One of the hardest things in life is having words in your heart that you can't utter. --James Earl Jones
I've been having really awful dreams. Vile nightmares, about the disgusting rat bastard that was my father, and the things he used to do. In the dreams, I am also trying (and failing) to protect my sister from either knowing what is happening to me, or from being hurt herself. I wake up feeling dirty, frustrated, and ashamed, composing hate-mail in my mind.
My response is appropriate. Those feelings are normal and I was not allowed to feel them for many years. And if they are coming up now, it's because some part of me wants to process it and get it out. Some part of me thinks I'm ready. But the rest of me doesn't. The rest of me thinks I will never be ready because this stuff is the ugliest and most repulsive stuff on the planet and I'd rather just pretend it's not there, that it was never there. But I know that it is.
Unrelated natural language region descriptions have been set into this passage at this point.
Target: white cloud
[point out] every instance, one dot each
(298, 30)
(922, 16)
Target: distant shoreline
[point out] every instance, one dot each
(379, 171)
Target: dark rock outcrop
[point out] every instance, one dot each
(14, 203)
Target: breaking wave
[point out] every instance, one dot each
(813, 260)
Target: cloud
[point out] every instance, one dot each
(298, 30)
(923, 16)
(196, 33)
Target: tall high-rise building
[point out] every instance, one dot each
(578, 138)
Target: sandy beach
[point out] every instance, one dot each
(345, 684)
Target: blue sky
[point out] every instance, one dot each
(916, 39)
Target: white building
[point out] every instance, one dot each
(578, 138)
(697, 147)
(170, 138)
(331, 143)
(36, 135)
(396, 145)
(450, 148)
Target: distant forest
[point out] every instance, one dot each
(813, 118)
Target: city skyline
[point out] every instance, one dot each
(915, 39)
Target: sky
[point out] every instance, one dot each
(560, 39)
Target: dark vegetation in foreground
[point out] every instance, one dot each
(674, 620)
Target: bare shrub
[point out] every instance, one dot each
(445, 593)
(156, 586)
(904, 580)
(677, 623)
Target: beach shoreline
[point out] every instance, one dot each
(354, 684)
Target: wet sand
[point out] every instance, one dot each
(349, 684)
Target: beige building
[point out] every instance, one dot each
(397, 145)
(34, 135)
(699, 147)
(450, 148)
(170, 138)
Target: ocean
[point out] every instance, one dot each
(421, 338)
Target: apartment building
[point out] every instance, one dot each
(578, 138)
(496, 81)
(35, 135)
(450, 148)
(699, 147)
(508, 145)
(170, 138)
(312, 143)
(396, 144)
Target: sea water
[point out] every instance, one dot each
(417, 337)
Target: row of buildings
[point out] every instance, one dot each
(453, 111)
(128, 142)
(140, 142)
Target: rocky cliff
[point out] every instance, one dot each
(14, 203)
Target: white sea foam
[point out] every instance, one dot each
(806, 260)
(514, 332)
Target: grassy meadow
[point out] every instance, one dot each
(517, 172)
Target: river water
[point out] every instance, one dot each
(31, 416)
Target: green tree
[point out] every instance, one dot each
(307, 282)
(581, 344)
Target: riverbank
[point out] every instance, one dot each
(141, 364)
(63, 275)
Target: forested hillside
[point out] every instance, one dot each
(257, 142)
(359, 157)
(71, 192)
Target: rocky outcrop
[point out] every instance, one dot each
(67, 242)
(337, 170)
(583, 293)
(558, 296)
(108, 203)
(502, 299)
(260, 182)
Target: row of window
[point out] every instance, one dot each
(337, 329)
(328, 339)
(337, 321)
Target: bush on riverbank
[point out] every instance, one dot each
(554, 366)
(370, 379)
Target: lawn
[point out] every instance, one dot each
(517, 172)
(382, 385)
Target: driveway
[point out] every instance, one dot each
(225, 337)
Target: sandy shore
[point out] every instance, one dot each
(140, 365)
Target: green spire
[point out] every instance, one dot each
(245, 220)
Perhaps I should give in. No one wants to be miserable, so this is a difficult decision to make. But. Right now, I don't have a lot of serious commitments. I work a shitty retail job where I am, as per usual, underappreciated. I'm not back in school yet. I'm not married. This is as good a time as any to fall apart for awhile. To be gentle with myself, not expect too much. Because. You know. After all.
I am so sick of this cycle, though. I always think I've made some progress, I feel good for a little while, and then... and then the dreams come back. I can only hope that the nightmares and the nausea and the helpless rage will become less and less frequent as time goes by, and I allow it to surface and leave me.